To further validate the expression pattern and prognostic value of DNAJC12, we assessed DNAJC12 protein expression by IHC on TMAs containing 292 primary BC samples. DNAJC12 protein was predominantly found in the cytoplasm of the tumor cells and was effectively scored in all 292 analyzable cases, which showed H-scores ranging from 100 to 340 (median, 51.5; Figure 3). This cohort comprised of 292 female patients with BC aged 26 to 91 years (median 53 years). Most of the patients were classified as ER^pos (76.0%, n = 222), PR^pos (69.5%, n = 203), HER2- (80.5%, n = 135), and early TNM stage (63.4%, n = 185). The molecular classification based on IHC expression data of ER, PR, and HER2 included 169 luminal A (57.9%), 56 (19.2%) luminal B, 15 (5.1%) HER2, 47 (16.1%) triple-negative subtypes, and 5 not classified (1.7%). The distribution of the patient’s demographic and clinicopathological parameters is presented in Supplemental Table 1.

Figure 3.

DNAJC12 immunostaining in breast cancer primary tumor samples. Representation of the 4 DNAJC12 cytoplasmic staining intensities (A) low and (B) high. Image magnification is described in the figure.

As shown in Table 2, considering all valid cases, DNAJC12 protein expression was significantly different when comparing patients by ER tumor status (P < .001), tumor size (P = .013), and lymph node status (P = .005).
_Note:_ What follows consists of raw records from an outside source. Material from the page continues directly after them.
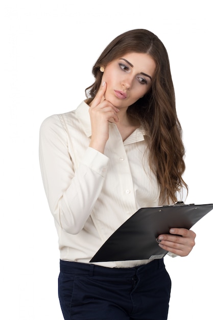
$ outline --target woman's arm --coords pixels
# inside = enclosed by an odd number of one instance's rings
[[[68,138],[58,116],[42,123],[39,161],[49,206],[57,223],[66,232],[78,233],[102,190],[109,159],[90,147],[74,172]]]

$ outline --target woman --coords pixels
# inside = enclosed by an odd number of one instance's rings
[[[41,125],[40,161],[59,237],[64,319],[167,318],[163,259],[89,263],[139,208],[172,203],[187,188],[181,129],[167,51],[145,30],[125,32],[93,68],[88,99]],[[156,245],[187,256],[195,234],[174,228]]]

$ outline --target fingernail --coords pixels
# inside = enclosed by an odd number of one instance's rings
[[[157,239],[156,239],[157,242],[158,242],[158,243],[159,243],[161,242],[161,240],[160,240],[159,239],[158,239],[158,238],[157,238]]]

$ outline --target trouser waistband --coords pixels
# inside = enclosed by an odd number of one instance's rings
[[[128,278],[140,273],[151,273],[164,267],[163,259],[156,259],[147,264],[132,268],[108,268],[90,263],[60,261],[61,272],[90,276]]]

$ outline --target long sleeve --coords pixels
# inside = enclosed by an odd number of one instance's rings
[[[45,193],[55,220],[66,232],[78,233],[101,192],[108,157],[87,147],[74,172],[69,137],[55,115],[41,124],[39,161]]]

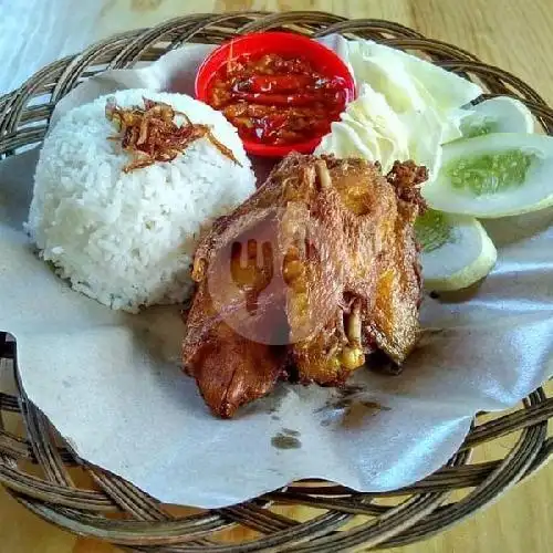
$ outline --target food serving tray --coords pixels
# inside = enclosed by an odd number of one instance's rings
[[[553,111],[519,79],[396,23],[348,21],[321,12],[197,14],[94,44],[76,56],[44,67],[19,90],[0,97],[0,158],[40,144],[56,103],[92,75],[157,60],[186,42],[220,43],[238,34],[270,29],[310,36],[338,32],[418,53],[477,81],[491,96],[520,98],[543,131],[553,134]],[[44,364],[48,366],[48,359]],[[408,488],[359,493],[331,482],[301,481],[234,507],[176,508],[159,504],[133,484],[72,452],[71,445],[59,438],[45,416],[27,399],[18,384],[14,343],[2,332],[0,367],[0,376],[13,373],[15,378],[15,390],[10,394],[3,389],[0,395],[0,482],[45,520],[133,551],[336,552],[405,545],[493,501],[553,453],[553,440],[547,437],[553,398],[551,387],[544,386],[514,410],[479,415],[447,466]],[[18,428],[24,430],[18,434]],[[481,446],[498,438],[504,448],[502,458],[471,461],[479,458]],[[229,532],[237,528],[243,531]]]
When only luminal tumor samples were considered (Table 2), DNAJC12 was differentially expressed in groups classified according to lymph node status (P = .040) but not according to tumor size or another characteristic.

Table 2.

Associations between clinical factors and DNAJC12 protein expression in breast cancer patients using data collected from immunohistochemistry-stained samples.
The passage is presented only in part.